| This article again? In my opinion, this article is biased. The subtext here is that the author is claiming that his "lzip" format is superior. But xz was not chosen "blindly" as the article claims. To me, most of the claims are arguable. To say 3 levels of headers is "unsafe complexity"... I don't agree. Indirection is fundamental to design. To say padding is "useless"... I don't understand why padding and byte-alignment that is given so much vitriol. Look at how much padding the tar format has. And tar is a good example of how "useless padding" was used to extend the format to support larger files. So this supposed "flaw" has been in tar for dozens of years, with no disastrous effects at all. The xz decision was not made "blindly". There was thought behind the decision. And it's pure FUD to say "Xz implementations may choose what subset of the format they support. They may even choose to not support integrity checking at all. Safe interoperability among xz implementations is not guaranteed". You could say this about any software - "oh no, someone might make a bad implementation!" Format fragmentation is essentially a social problem more than a technical problem. I'll leave it at this for now, but there's more I could write. |
3 individual headers for one file format is unnecessary complexity.

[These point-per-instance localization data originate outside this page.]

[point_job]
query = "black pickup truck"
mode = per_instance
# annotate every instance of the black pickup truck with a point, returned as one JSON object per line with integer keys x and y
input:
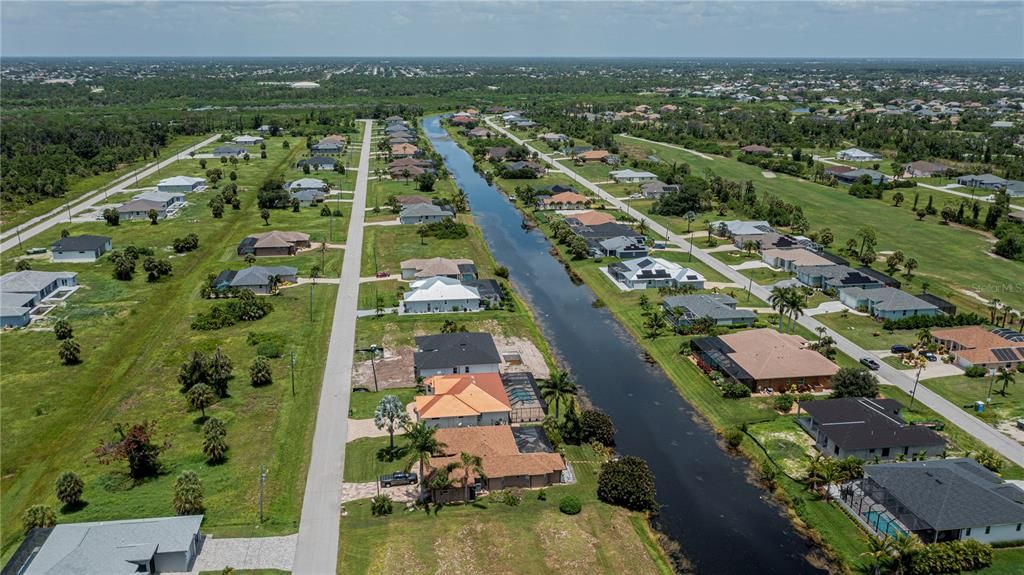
{"x": 398, "y": 478}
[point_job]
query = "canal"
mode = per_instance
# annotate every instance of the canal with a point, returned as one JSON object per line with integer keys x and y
{"x": 723, "y": 524}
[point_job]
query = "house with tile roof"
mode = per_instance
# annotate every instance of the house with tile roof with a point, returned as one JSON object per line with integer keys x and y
{"x": 464, "y": 400}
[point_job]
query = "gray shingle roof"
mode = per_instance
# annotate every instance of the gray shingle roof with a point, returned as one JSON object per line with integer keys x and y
{"x": 951, "y": 493}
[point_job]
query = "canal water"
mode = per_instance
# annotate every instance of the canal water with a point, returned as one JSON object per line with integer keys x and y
{"x": 723, "y": 524}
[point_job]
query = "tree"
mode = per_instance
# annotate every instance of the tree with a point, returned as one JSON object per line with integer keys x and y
{"x": 69, "y": 488}
{"x": 559, "y": 386}
{"x": 214, "y": 440}
{"x": 854, "y": 382}
{"x": 390, "y": 414}
{"x": 597, "y": 426}
{"x": 62, "y": 329}
{"x": 200, "y": 397}
{"x": 70, "y": 352}
{"x": 135, "y": 444}
{"x": 187, "y": 493}
{"x": 423, "y": 443}
{"x": 1006, "y": 378}
{"x": 627, "y": 482}
{"x": 40, "y": 517}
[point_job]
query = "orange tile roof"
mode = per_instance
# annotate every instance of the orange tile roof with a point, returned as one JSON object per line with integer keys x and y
{"x": 593, "y": 218}
{"x": 464, "y": 395}
{"x": 496, "y": 445}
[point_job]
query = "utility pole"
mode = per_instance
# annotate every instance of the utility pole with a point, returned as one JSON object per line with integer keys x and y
{"x": 262, "y": 481}
{"x": 293, "y": 373}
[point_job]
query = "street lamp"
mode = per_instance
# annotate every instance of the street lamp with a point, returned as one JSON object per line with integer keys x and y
{"x": 373, "y": 351}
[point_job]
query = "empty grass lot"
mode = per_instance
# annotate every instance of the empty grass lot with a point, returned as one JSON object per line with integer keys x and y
{"x": 134, "y": 336}
{"x": 897, "y": 228}
{"x": 493, "y": 537}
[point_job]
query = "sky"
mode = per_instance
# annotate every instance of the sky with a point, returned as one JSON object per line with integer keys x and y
{"x": 885, "y": 29}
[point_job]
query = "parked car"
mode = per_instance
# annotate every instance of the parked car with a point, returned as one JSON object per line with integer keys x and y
{"x": 398, "y": 478}
{"x": 869, "y": 363}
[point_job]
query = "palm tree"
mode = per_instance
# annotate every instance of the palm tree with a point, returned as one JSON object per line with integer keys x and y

> To say padding is "useless"
Padding in general is not useless, but padding in a compression format is very counterproductive.
> And it's pure FUD to say "Xz implementations may choose what subset of the format they support. They may even choose to not support integrity checking at all. Safe interoperability among xz implementations is not guaranteed". You could say this about any software - "oh no, someone might make a bad implementation!" Format fragmentation is essentially a social problem more than a technical problem.
This isn't about "someone making a bad implementation!", it's about crucial features being optional. That is, completely compliant implementations may or may not be able to decompress a given XZ archive, and may or may not be able to validate the archive.
XZ may not have been chosen blindly, but it certainly does not seem like a sensible format. There is no benefit to this complexity. We do not need or benefit from a format that is flexible, as we can just swap format and tool if we want to swap algorithms, like we have done so many times before (a proper compression format is just a tiny algorithm-specific header + trailing checksum, so it is not worth generalizing away).
Any and all benefits of XZ lie in LZMA2. We could have lzip2 and avoid all of these problems.
(I have no opinion as to whether LZIP should supersede GZIP/BZIP2, but XZ certainly seems like a poor choice.)